A Third Term for FDR

In the midst of these events the 1940 presidential election took place. Why Roosevelt decided to run for a third term is a much-debated question. Partisanship had something to do with it, for no other Democrat seemed so likely to carry the country. Nor would the president have been human had he not been tempted to hold on to power, especially in such critical times. His conviction that no one else could keep a rein on the isolationists was probably decisive. In any case, he was easily renominated. Vice President Garner, who had become disenchanted with Roosevelt and the New Deal, did not seek a third term; at Roosevelt’s dictation, the party chose Secretary of Agriculture Henry A. Wallace to replace him.

By using concern about the European war to justify running for a tradition-breaking third term, Roosevelt brought down on his head the hatred of conservative Republicans and the isolationists of both major parties, just when they thought they would be rid of him. The Republicans nominated the darkest of dark horses, Wendell L. Willkie of Indiana, the utility magnate who had led the fight against the TVAin 1933.
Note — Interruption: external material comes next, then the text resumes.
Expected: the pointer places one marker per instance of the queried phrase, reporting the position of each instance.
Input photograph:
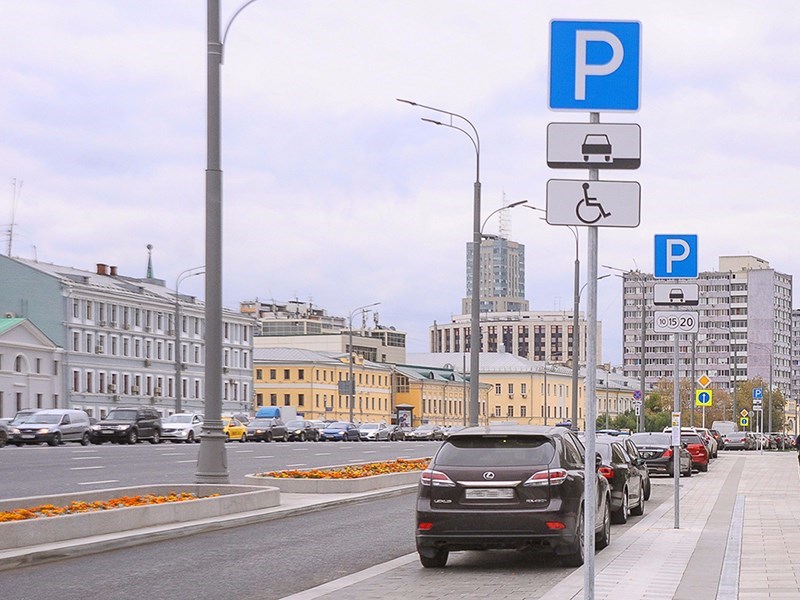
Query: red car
(697, 449)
Despite his political inexperience and Wall Street connections, Willkie made an appealing candidate. He was an energetic, charming, openhearted man. His rough-hewn, rural manner (one Democrat called him “a simple, barefoot Wall Street lawyer”) won him wide support in farm districts. Willkie had difficulty, however, finding issues on which to oppose Roosevelt. The New Deal reforms were too popular and too much in line with his own thinking to invite attack. He believed as strongly as the president that America could no longer ignore the Nazi threat.

In the end Willkie focused his campaign on Roosevelt’s conduct of foreign relations. While rejecting the isolationist position, Willkie charged that Roosevelt intended to make the United States a participant in the war. “If you reelect him,” he told one audience, “you may expect war in April 1941,” to which Roosevelt retorted (disingenuously, since he knew he was not a free agent in the situation), “I have said this before, but I shall say it again and again and again: Your boys are not going to be sent into any foreign wars.” In November Roosevelt carried the country handily, though by a smaller majority than in 1932 or 1936. The popular vote was 27 million to 22 million, the electoral count 449 to 82.